General Measures to Improve the Heart Health of Patients Treated for Cancer
Current research clearly shows that heart disease risk factors may worsen during the course of cancer treatment. Women with breast cancer are more likely to suffer from heart disease than women with the same risk factor profile who have not had breast cancer.
While a primary focus on cancer treatment is clearly important, there are important lifestyle changes which can be made to reduced future risk of heart disease. For example, women treated for breast cancers often gain weight, many become more sedentary, and measured fitness levels are often reduced. These are well known, modifiable, risk factors for heart disease.
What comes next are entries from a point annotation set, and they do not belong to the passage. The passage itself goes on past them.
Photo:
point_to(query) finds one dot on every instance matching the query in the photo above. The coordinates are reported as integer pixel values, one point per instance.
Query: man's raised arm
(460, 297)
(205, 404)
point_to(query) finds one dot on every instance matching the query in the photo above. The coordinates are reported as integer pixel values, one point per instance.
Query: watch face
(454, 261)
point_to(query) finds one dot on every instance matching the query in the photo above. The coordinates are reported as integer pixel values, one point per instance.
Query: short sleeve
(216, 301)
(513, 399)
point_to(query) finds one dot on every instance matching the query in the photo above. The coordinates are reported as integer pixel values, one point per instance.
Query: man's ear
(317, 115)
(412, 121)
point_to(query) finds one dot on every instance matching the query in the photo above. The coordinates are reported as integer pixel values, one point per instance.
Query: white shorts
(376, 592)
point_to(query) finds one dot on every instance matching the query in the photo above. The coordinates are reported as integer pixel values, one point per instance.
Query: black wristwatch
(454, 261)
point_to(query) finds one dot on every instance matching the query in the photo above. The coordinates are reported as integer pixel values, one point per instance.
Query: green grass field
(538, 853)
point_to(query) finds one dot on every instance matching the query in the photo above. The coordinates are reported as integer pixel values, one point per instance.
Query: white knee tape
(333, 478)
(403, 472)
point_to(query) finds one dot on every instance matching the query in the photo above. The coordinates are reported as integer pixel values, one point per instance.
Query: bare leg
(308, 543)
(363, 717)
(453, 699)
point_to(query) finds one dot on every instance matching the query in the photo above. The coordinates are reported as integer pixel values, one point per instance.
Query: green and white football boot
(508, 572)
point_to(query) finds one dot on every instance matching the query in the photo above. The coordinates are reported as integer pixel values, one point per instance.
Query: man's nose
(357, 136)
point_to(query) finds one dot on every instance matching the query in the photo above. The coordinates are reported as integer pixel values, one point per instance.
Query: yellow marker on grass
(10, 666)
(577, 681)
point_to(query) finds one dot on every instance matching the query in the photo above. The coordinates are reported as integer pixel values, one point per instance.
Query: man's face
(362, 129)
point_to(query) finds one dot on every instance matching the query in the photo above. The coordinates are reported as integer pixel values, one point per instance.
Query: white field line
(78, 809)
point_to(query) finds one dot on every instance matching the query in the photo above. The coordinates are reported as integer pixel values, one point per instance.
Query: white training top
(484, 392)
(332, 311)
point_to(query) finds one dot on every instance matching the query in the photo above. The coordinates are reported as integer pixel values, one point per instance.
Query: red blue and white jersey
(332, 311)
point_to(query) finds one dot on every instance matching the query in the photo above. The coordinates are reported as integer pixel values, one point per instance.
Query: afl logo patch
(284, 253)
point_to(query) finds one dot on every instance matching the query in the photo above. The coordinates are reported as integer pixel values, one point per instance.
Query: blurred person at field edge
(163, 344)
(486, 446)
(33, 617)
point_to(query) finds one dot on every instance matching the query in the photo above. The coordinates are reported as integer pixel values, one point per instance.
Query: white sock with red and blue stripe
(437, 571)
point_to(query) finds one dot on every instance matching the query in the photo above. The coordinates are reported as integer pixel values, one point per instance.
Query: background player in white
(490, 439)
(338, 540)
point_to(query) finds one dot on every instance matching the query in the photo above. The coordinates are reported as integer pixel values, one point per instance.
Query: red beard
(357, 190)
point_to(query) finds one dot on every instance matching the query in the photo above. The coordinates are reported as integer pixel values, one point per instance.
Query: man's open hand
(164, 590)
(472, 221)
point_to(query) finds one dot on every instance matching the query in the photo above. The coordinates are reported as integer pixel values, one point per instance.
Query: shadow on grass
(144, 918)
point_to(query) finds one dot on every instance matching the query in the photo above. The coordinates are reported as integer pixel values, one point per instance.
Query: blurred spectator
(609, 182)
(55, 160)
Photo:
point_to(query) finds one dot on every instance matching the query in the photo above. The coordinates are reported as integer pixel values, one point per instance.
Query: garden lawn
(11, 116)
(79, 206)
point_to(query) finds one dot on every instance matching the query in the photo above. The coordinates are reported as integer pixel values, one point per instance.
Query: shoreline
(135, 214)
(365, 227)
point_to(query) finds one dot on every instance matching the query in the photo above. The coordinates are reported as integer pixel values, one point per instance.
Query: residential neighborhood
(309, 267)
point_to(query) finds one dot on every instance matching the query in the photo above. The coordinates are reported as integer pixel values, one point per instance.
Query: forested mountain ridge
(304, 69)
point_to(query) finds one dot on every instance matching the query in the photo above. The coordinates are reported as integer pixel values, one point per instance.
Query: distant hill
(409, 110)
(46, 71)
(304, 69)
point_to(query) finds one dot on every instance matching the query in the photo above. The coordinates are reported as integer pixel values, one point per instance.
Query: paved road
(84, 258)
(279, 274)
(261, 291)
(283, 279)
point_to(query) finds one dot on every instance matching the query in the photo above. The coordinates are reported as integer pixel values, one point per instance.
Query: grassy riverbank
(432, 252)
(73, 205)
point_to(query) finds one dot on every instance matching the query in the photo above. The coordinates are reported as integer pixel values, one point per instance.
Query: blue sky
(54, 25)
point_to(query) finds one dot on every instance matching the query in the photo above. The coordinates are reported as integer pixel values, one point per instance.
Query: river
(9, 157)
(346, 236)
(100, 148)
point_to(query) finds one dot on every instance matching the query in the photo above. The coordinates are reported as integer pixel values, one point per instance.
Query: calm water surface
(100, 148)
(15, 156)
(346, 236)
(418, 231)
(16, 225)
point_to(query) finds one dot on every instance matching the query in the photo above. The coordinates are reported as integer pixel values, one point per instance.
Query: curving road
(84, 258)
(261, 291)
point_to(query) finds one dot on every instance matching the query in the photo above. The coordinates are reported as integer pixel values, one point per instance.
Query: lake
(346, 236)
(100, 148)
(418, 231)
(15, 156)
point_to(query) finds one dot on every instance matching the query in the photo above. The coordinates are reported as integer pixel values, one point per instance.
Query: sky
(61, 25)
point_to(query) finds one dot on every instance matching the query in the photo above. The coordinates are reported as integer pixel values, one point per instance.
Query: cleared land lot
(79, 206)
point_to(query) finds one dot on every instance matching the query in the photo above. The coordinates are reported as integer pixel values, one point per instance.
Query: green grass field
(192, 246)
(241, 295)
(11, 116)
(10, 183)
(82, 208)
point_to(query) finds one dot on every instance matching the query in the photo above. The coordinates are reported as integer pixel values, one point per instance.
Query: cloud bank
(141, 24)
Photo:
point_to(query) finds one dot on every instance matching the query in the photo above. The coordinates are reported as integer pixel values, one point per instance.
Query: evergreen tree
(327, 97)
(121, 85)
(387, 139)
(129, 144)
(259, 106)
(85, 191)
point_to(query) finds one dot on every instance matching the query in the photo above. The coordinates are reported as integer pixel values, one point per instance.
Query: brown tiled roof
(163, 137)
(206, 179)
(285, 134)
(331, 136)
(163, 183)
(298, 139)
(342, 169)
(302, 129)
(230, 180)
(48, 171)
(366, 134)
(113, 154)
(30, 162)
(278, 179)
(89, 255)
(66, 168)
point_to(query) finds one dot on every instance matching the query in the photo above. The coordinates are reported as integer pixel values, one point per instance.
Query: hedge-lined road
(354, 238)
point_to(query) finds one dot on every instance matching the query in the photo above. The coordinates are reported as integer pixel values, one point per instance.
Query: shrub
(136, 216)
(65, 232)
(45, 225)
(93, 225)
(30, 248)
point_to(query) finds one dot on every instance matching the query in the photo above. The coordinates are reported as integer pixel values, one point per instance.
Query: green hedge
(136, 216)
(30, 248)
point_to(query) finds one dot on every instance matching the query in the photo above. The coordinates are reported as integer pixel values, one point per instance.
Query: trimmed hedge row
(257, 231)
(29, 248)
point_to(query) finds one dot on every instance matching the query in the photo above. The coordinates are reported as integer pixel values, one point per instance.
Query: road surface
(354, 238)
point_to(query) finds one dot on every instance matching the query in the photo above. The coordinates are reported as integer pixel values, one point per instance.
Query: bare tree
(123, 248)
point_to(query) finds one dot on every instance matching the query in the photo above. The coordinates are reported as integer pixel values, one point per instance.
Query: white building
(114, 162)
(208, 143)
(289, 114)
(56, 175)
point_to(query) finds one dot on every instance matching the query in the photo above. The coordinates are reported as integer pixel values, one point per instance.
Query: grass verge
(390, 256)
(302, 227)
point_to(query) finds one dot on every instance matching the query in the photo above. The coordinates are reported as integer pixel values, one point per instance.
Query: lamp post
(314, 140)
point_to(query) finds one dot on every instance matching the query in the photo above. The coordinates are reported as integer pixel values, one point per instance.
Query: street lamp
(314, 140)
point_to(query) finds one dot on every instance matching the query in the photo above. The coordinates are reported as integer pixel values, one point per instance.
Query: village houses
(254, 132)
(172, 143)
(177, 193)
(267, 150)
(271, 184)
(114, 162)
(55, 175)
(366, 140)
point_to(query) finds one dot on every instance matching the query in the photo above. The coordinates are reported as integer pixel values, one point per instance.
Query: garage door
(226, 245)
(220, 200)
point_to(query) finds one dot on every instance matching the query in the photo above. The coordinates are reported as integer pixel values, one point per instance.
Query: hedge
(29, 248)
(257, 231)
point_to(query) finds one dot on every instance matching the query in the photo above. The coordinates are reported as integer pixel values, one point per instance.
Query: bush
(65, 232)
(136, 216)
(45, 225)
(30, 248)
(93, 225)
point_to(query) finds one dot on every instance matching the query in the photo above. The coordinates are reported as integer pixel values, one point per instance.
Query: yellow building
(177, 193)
- Patients treated for cancer with therapies which can affect the heart and blood vessels need early and continuous surveillance to detect and treat heart and blood vessel disease.
- High blood pressure occurring during certain types of chemotherapy should be treated rigorously with drugs which not only lower blood pressure but are also known to prevent heart failure ( ACE inhibitors or Angiotensin receptor blockers or ARBs are preferred.
- If cardiac dysfunction is detected , appropriate therapy for heart failure such as beta-blockers, ACE inhibitors or ARBs should be used
- Once started, cardioprotective treatments should not be discontinued.